Dreams and a Near-Death Experience

I am one of those fortunate people who can manipulate their dreams whilst actually sleeping. Not in all cases, just now and then.

How I can do it I have no idea. I am fast asleep dreaming away as you do then suddenly I become aware of the dream as if I’m a participant. The dream carries on its merry way on its own until I become somehow unhappy with its progress and I send the dream in a different direction. And quite often, if I feel like it, resume the original track. I have been able to do it for years and enjoy it for I often remember the dream when I wake. Especially the dreams where I fly.

However, four months ago I had a very strange experience whilst sleeping. This was, of course, a few weeks after being diagnosed with three terminal illnesses. Aye, three of the buggers and I don’t know which one is going to win.

Ischaemic heart disease

Idiopathic Pulmonary Fibrosis

Emphysema

For those who doubt me, I have documentary evidence in the form of hospital discharge notes itemizing each of the diseases.

Anyway, back to the sleeping.

Again it started as a normal dream but didn’t last for long before I became aware of what I was seeing. What was different this time to the others was the position of myself.

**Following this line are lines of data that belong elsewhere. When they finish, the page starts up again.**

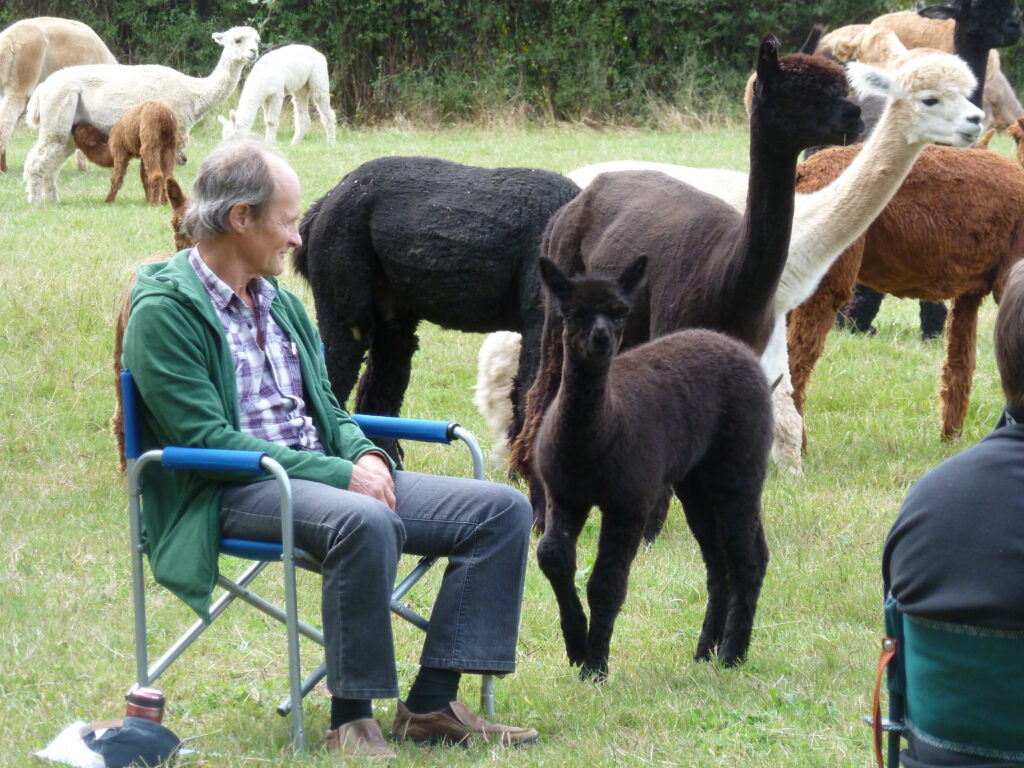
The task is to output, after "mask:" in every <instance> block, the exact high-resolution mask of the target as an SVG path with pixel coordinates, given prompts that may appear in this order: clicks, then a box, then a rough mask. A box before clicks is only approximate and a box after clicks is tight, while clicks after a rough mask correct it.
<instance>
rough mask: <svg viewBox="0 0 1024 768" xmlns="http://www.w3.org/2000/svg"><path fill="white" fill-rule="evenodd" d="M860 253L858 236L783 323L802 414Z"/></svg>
mask: <svg viewBox="0 0 1024 768" xmlns="http://www.w3.org/2000/svg"><path fill="white" fill-rule="evenodd" d="M863 253H864V240H863V238H861V239H859V240H857V241H855V242H854V244H853V245H851V246H850V247H849V248H848V249H847V250H846V252H845V253H843V255H841V256H840V257H839V259H837V261H836V263H834V264H833V266H831V269H829V270H828V271H827V272H826V273H825V276H824V278H822V279H821V283H820V284H819V285H818V290H817V291H815V292H814V295H813V296H811V298H809V299H808V300H807V301H805V302H804V303H803V304H801V305H800V306H798V307H797V308H796V309H794V310H793V311H792V312H790V315H788V319H787V324H786V335H787V346H788V350H790V374H791V377H792V381H793V402H794V404H795V406H796V408H797V412H798V413H800V414H803V413H804V399H805V397H806V393H807V387H808V385H809V384H810V380H811V373H812V372H813V371H814V365H815V364H816V362H817V360H818V357H820V356H821V353H822V352H823V351H824V348H825V339H826V338H827V336H828V331H829V329H831V327H833V325H834V324H835V322H836V312H837V311H839V308H840V307H841V306H843V305H844V304H845V303H846V302H847V301H849V299H850V295H851V292H852V290H853V283H854V280H855V278H856V274H857V272H858V271H859V270H860V262H861V259H862V258H863Z"/></svg>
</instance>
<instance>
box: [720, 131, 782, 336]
mask: <svg viewBox="0 0 1024 768" xmlns="http://www.w3.org/2000/svg"><path fill="white" fill-rule="evenodd" d="M770 143H771V142H770V141H768V140H766V139H765V138H763V137H762V136H761V135H760V133H759V131H757V130H756V128H755V126H754V124H753V122H752V130H751V174H750V178H749V181H748V187H746V209H745V212H744V213H743V219H742V224H741V229H742V237H741V238H740V239H739V240H738V241H737V242H736V243H735V244H734V246H733V249H732V251H731V253H730V254H729V255H728V258H729V260H730V263H729V264H728V267H727V275H728V276H727V279H726V280H727V284H728V287H727V288H726V293H728V292H729V291H731V294H729V295H723V298H724V299H725V301H724V302H723V306H729V307H733V308H738V307H743V308H744V310H743V311H742V314H743V315H744V316H746V317H751V318H754V319H756V321H758V322H759V321H760V318H761V312H760V309H762V308H766V307H767V306H768V305H769V302H770V301H771V299H772V296H774V294H775V289H776V287H777V285H778V280H779V276H780V274H781V272H782V268H783V267H784V265H785V260H786V255H787V254H788V250H790V234H791V230H792V226H793V211H794V191H795V188H796V183H797V157H798V154H797V153H796V152H779V151H778V150H776V148H775V147H773V146H771V145H770ZM740 333H742V330H740ZM743 336H745V334H743Z"/></svg>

I was floating above myself looking down on me specifically. I have never dreamt of myself like this before and I recall feeling a sense of not terror but something akin to it.

I was in a supermarket of all places, sitting on a bench running along the inside of the front window watching the trolley of goods my wife and I had just purchased. I was waiting for my wife to return as she’d gone out to the car in the car park. My gaze was drawn to my left towards the main doors of the shop and I saw a woman standing just inside the double-doors staring at me. She looked puzzled at first as if she was wondering what I was doing there but that lasted only seconds as she then waited for me to go over to her. I almost did for it is then my ‘dream’ manipulation began. From above I could see my head stretching like Munch’s ‘Scream’ towards her and I knew that if I allowed myself to reach those doors then I was never going to come back. I entered my body from above and pulled my head back to normal as I stared at the woman. The struggle lasted only moments for two other people entered the shop just then and distracted the woman and she disappeared. And so did I, for I sat up in bed immediately shaking like a wind-blown leaf, absolutely convinced that I had nearly died. I did not settle down to sleep again until the morning sun touched my face.

The lone woman I recognized. She was my niece from my first marriage who had died a while back. She was a lovely girl.